My daughter's computer bit the big one the other day: great big Blue Screen Of Death. It restarted well enough, but bad things kept happening. So I pulled the hard drive out and copied all her pictures off to my external backup disk. I think we got everything she needed.

Now that I have her disk hooked to my machine, I want to run some tests to see if I can figure out what is wrong here. I run scandisk, including search for bad sectors, but it does not find anything. One of the security programs complains about some kind of bogus boot record, but we aren't booting from this disk right now, so that should not be a problem.
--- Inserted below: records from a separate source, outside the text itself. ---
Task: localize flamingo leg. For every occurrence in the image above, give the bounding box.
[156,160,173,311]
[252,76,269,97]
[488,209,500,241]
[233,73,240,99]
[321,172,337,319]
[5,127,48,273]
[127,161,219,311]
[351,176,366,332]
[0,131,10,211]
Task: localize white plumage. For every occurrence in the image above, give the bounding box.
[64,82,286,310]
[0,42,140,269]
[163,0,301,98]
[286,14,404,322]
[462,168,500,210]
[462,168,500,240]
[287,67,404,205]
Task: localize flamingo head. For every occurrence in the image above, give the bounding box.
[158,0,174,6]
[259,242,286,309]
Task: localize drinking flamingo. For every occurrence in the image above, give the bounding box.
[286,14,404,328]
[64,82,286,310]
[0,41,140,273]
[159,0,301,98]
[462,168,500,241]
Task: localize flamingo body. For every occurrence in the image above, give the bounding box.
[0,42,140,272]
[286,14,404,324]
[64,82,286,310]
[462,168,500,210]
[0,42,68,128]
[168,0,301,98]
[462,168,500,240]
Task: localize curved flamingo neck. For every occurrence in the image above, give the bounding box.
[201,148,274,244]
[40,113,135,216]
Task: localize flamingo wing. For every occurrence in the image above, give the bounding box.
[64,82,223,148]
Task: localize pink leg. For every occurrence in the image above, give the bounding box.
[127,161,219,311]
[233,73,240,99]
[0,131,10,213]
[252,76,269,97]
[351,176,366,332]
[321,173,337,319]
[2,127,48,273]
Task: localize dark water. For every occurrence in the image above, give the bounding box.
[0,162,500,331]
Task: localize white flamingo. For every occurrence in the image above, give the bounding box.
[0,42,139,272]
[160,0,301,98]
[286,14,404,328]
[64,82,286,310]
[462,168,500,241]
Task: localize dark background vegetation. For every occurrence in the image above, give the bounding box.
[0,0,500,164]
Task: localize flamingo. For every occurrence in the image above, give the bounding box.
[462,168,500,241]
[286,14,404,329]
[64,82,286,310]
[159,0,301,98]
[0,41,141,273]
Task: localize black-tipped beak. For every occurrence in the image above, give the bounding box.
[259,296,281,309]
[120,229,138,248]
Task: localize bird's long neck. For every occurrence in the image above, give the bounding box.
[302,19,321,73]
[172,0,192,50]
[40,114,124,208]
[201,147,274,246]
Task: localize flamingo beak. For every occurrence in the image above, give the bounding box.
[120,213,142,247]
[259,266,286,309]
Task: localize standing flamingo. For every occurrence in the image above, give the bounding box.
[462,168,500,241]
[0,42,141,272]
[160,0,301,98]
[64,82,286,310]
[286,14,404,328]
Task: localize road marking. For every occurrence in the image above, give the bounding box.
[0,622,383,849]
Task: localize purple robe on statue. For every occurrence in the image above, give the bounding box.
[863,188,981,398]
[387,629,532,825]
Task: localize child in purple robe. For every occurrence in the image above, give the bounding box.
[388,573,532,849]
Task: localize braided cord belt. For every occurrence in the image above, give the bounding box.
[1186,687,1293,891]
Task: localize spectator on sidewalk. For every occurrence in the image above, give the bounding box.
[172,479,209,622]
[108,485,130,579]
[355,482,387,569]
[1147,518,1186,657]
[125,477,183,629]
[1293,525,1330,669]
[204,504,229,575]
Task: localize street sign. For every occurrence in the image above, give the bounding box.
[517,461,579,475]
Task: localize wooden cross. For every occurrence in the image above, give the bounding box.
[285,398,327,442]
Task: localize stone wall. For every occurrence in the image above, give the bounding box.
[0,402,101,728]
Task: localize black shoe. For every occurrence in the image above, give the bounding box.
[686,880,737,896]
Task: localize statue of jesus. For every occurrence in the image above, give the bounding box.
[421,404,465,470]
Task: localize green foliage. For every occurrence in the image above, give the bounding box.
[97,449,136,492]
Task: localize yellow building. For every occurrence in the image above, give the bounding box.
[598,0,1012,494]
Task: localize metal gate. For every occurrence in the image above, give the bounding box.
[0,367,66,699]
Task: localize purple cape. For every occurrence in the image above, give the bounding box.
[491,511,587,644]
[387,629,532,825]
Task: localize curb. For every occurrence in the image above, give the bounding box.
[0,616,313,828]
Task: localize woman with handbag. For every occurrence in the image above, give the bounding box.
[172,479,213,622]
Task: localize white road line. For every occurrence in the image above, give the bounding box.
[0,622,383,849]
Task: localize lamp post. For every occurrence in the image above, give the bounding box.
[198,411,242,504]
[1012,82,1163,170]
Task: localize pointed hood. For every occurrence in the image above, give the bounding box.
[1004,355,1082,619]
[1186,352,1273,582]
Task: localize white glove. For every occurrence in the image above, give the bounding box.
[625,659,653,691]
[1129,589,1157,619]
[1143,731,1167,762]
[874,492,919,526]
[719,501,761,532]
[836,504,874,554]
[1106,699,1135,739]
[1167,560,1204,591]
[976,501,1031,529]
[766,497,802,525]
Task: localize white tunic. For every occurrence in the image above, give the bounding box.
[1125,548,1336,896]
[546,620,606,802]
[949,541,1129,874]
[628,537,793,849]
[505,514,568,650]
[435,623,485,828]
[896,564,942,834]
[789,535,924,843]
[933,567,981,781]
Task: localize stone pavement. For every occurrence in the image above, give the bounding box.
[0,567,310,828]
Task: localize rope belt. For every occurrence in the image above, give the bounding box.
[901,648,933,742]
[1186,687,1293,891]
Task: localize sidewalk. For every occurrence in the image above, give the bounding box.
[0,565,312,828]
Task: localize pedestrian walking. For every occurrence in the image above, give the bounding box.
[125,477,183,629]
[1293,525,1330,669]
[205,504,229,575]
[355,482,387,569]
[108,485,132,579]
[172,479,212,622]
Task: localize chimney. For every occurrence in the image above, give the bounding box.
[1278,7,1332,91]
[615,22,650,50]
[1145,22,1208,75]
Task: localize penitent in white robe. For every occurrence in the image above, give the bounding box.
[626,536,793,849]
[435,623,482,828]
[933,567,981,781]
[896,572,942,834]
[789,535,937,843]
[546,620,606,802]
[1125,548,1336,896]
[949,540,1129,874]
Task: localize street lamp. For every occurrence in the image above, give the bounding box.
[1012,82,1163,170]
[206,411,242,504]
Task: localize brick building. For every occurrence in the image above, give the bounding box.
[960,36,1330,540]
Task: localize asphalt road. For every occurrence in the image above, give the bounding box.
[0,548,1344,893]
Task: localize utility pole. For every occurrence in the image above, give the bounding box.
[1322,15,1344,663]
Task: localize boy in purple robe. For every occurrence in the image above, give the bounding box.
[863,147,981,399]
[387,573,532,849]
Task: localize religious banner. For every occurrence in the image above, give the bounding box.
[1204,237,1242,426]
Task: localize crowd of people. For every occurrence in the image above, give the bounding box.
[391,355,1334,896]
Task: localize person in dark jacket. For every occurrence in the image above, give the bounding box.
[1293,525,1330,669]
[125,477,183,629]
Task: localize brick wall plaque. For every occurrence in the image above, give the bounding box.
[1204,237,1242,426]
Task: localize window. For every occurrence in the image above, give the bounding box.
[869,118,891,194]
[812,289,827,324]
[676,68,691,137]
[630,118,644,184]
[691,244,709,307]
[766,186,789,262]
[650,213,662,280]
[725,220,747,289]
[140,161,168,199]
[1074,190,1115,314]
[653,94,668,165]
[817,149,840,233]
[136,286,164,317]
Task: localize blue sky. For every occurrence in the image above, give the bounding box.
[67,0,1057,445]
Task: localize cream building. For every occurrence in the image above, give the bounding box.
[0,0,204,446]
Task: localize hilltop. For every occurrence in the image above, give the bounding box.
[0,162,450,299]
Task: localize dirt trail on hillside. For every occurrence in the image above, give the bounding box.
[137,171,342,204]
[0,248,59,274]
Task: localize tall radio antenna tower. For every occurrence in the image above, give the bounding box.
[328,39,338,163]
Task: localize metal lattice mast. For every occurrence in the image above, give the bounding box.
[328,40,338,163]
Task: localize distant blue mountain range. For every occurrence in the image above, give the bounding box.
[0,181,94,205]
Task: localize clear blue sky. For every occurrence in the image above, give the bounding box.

Okay, I did not actually run scandisk. That must be my ancient history showing. I don't know what they call it now. On Windows XP, which is what I am using this week:
  • Open "My Computer".
  • Right click on the drive in question. A menu should pop up.
  • Select "Properties", which should be the last item at the bottom. This will give you a tabbed dialog box.
  • Select the "Tools" tab. There should be two boxes displayed. The upper one will be labeled "Error-checking".
  • Click the button labeled "Check Now ...".
Properties says the disk is almost full, and that's not good, so I start looking for things I can delete. I add up the sizes of all the directories and files in the root and it comes to 22GB, 15GB less than the capacity of this drive. Where did the 15GB go? I use Google to look for a program to fix this problem. I download two or three and try them out. They can do this, that and the other, but none of them is even as good as scandisk at finding problems. Run scandisk again, still no problems.

But now the noise this disk is making is getting to be annoying so I turn it off. It is a very high pitched, loud, whine. Could it be a bearing going bad? I have all the important stuff off this disk, so I could reformat it and reload it, but it would be my luck that just about the time we got all the new software reinstalled, the bearing would crater and that would be end of that disk. I wonder if bearings can be replaced? I am sure it would not be practical, this disk is only 40GB, and you can buy a new one for $45, but I wonder what it would take. I am sure there is someone out there who has done this.

It's a moot point, really. She has graduated from High School and will be going to college in the fall, and all college students need a laptop, right? So I'll probably be buying her MacBook sometime in the near future. Meanwhile I have too many computers, I need to sell some. Anyone need an aged Dell with a noisy hard disk?

Update December 2016 replaced missing pictures.